Und wenn ihr schon krank seid: Na und?
Ihr habt die Wahl. Ihr könnt euch der Krankheit hingeben und euch jeden Morgen beim Aufstehen fragen, wie lange es euch wohl noch so (gut) geht wie grade in dem Moment, könnt euch darauf vorbereiten, dass es euch wahrscheinlich bald (noch)schlechter geht, ihr vielleicht sogar in naher Zukunft sterben müsst.
Oder ihr lebt einfach.
Geht mit dem um, was grade ist, wenn ihr müde seid, schlaft, seid ihr traurig weint, seid ihr froh, lacht. Und wenn ihr euch sorgt, dann tut auch das. Aber nicht nur.
So wie es jeder Mensch tun sollte. Egal, ob gesund oder krank.
Und während ihr so lebt, trifft es einen Gesunden, der ja, ach soviel Zeit hatte.
Ein Unfall vielleicht und das war's. Zeit abgelaufen.

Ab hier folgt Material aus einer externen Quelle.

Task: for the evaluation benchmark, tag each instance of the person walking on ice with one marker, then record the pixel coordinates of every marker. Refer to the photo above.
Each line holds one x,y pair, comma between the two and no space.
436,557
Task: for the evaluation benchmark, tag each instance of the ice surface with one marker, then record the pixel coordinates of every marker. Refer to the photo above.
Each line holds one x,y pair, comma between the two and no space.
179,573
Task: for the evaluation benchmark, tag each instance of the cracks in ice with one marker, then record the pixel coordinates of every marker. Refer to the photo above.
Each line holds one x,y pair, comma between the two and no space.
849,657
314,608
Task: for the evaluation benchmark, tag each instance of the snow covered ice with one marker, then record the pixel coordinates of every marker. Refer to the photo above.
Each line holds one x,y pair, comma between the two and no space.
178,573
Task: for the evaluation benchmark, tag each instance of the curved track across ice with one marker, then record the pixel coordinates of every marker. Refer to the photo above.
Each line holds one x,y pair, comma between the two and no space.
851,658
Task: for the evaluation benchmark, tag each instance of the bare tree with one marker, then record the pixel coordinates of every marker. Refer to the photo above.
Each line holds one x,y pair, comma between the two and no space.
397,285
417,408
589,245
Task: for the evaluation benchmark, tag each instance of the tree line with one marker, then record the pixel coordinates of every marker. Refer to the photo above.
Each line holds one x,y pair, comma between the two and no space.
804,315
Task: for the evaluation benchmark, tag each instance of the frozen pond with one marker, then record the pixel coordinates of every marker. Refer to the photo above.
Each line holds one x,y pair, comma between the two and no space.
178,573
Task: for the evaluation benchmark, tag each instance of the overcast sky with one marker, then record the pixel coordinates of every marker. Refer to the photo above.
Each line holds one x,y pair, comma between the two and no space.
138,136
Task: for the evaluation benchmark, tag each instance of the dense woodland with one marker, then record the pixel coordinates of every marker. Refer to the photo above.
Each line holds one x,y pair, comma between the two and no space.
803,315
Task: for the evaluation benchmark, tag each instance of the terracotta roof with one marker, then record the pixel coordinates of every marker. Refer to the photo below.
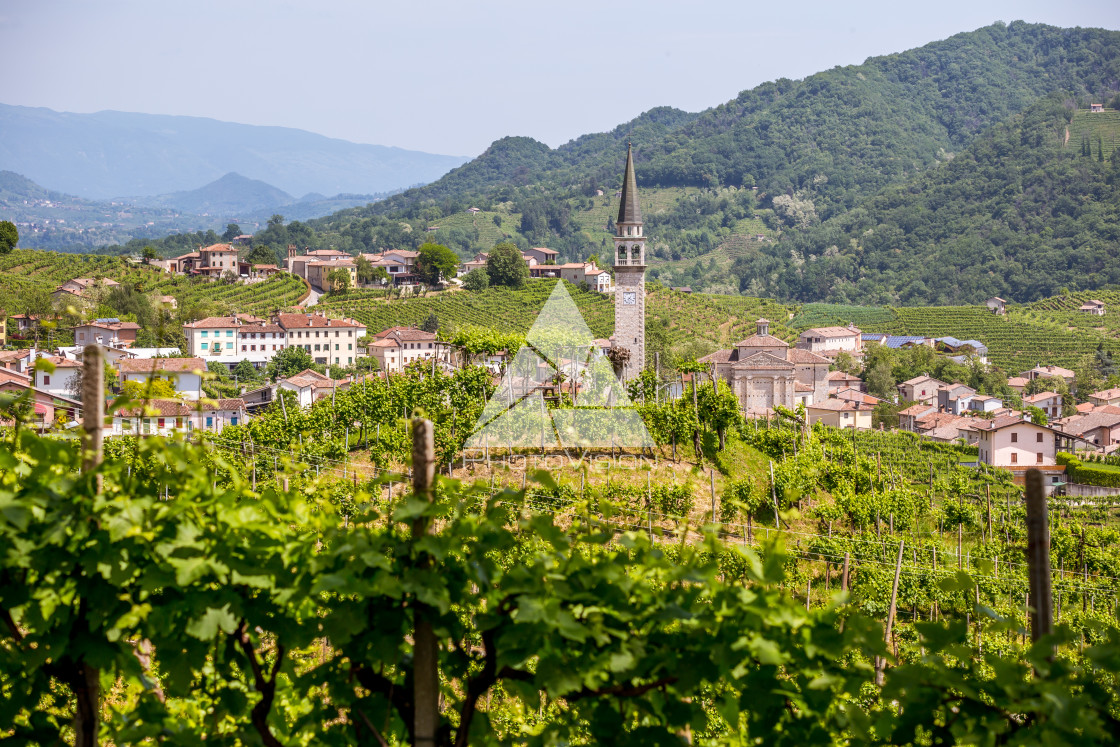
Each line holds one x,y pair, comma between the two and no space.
830,332
916,410
840,405
796,355
408,334
1079,425
305,320
211,323
1002,421
59,362
160,365
762,341
261,327
764,361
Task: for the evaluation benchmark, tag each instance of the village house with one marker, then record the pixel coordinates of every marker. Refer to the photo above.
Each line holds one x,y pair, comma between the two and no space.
47,409
1051,372
1106,397
986,403
214,338
108,332
62,381
1048,402
830,339
308,386
910,417
217,259
1092,307
185,374
841,413
763,371
840,380
317,272
1098,430
955,398
412,345
333,342
920,389
170,417
542,254
1017,445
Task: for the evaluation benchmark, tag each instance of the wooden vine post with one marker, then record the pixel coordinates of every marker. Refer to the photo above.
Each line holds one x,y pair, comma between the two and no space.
85,680
426,655
1042,622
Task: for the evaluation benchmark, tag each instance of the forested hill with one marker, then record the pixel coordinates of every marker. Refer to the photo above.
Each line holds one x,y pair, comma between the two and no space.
1023,212
848,131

Und ich hoffe, der war nicht der Meinung, er sei ja noch jung....
Wenn ich mich erwische, wie ich den Gehenden hinterherschaue und denke: "Ja, das wäre echt nochmal cool. Einfach loslaufen. Oder mit der Familie Rad fahren. Mal eben einkaufen gehen.", kommt sofort der andere Gedanke:
Wenn ich noch laufen könnte und "gesund" wäre, wo wäre ich dann?
Immer noch im Hamsterrad C&A, würde mich Tag für Tag aufreiben für nichts und wieder nichts, immer mit der Sorge behaftet, nicht mehr finanziell auszukommen wenn ich dem ein Ende bereite und alles hinwerfe. Ich wäre nicht frei, um mit dem Hund zu gehen, mich hinzulegen wenn ich müde bin, mich mit Menschen zu treffen, zu schreiben, zu lesen, wann ich mag. Es mir gut gehen zu lassen.
Nein, ich wäre fremd gesteuert und ich würde es seltener mögen als es vielmehr hassen.
Und dann möchte ich doch nicht mehr so gerne tauschen. Natürlich wäre es schöner, wenn es nicht ganz so anstrengend wäre, aber mein neues Leben gibt mir ne Menge.
Auch ne Menge Lebenszeit. Vielleicht nicht in der Länge aber auf jeden Fall in der Qualität.